I was listening to a podcast recently where someone was talking about this, and she said truth is like a reporter – just the facts, ma’am. The rest of it is stories that we pile on which can have some value but can also be full of false notions sometimes. I love gray area. I love the questions it brings and the changes it can inspire in me. But I lived in that space for so long that I am ready for solid ground, and maybe this truth concept is at the center of that.

I haven’t read any of Augusten Burroughs’ work. (Tell me where to begin if you have!) But I ran across a passage of his on Instagram, and it blew me away. He says, “Nothing you build on inaccuracy or mere hope or longing or lies or laws that oppose the nature of things can endure.” That is a statement of fact. How many times in our lives do we do this? We can build something on inaccuracy, and it can chug along for awhile, but it cannot endure. This is why people can drive expensive cars and file for bankruptcy soon after. Why you get shocking news of someone’s divorce when they appeared to be happy only a few months ago. Why friendships don’t stand the test of time when you don’t have all that much in common to begin with. It is why someone with a beautiful social media feed is often pretty unhappy in reality. The gig is always up eventually. That is not a truth we can change. It’s a universal law.

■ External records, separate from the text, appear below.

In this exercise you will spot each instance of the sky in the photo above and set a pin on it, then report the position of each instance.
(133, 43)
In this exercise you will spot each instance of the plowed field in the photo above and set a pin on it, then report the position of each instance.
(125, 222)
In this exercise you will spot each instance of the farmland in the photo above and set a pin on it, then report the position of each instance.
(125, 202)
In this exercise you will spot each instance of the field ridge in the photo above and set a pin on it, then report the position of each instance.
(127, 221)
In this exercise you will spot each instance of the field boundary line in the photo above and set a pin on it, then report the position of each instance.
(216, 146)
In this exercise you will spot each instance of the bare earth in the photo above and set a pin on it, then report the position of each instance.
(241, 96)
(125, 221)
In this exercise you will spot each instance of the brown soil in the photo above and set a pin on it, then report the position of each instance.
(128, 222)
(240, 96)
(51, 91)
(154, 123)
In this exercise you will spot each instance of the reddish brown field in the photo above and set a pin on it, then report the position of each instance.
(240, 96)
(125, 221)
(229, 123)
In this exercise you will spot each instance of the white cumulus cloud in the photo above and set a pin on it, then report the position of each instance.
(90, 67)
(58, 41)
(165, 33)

He also explains, “Whenever I have encountered a block or an issue in my own life it’s because somewhere, hidden in my life, is an inaccuracy and I have to find it. There’s an inaccuracy of the marriage, of the life I’ve built…being a little bit dishonest here and there created a disaster. When I think about all the times I’ve screwed up it was because there was a lie somewhere in my life.” That’s a pretty sobering thought. These lies are not always things that we tell others; in fact, I’d say it’s more likely that they are things we tell ourselves.

I tell my students that writing is like an excavation. You have to chip away at all the layers sometimes until you get to what you really think, what you really want to say. That’s where you strike gold.

Truth is the same way. It is not as subjective as our culture likes to think it is. If someone shows you who they are, you can add a thousand stories to it to explain it away, but what is the truth? Just the facts ma’am. What do their actions show you about who they are? That is the simple truth. If you have patterns in your life that keep reintroducing themselves again and again. What are you doing to create it? One long look in the mirror and all the hard questions. That’s where the excavation starts.

This is hard stuff, but the other side of that coin is that there are some beautiful truths that we can’t deny either.

What I know is true ……

That good things come to those who work hard.

That the life you create is made of a million tiny moments, the things you do every single day.

That patience is a virtue and you will always get better results when you respect the hands of time and withstand the urge to chase something shiny and temporary

That gratitude multiplies on itself and brings you abundance

That lasting happiness is built of your own hands inside of your own self

 

I think what I know to be true above everything else is that life always gives you what you want. Always. Not like some genie in a bottle delivering us our wishes on command. But what you pay attention to grows and grows. Maybe where we go wrong is that, with all of the other layers we throw on top of it, we lose that pulse of what we really desire, and we want something else instead. Then that thing comes true and we are left with unhappiness anyhow because we chased the wrong thing.

These are hard questions. But where you find the inaccuracies is also where you can follow that path to the truth. You find it, you ask for it, you work for it, and it will come to be. This I know is true. As sure as the earth travels around the sun, as sure as the seasons pass, what you desire will come to you. The challenge is to want the right things.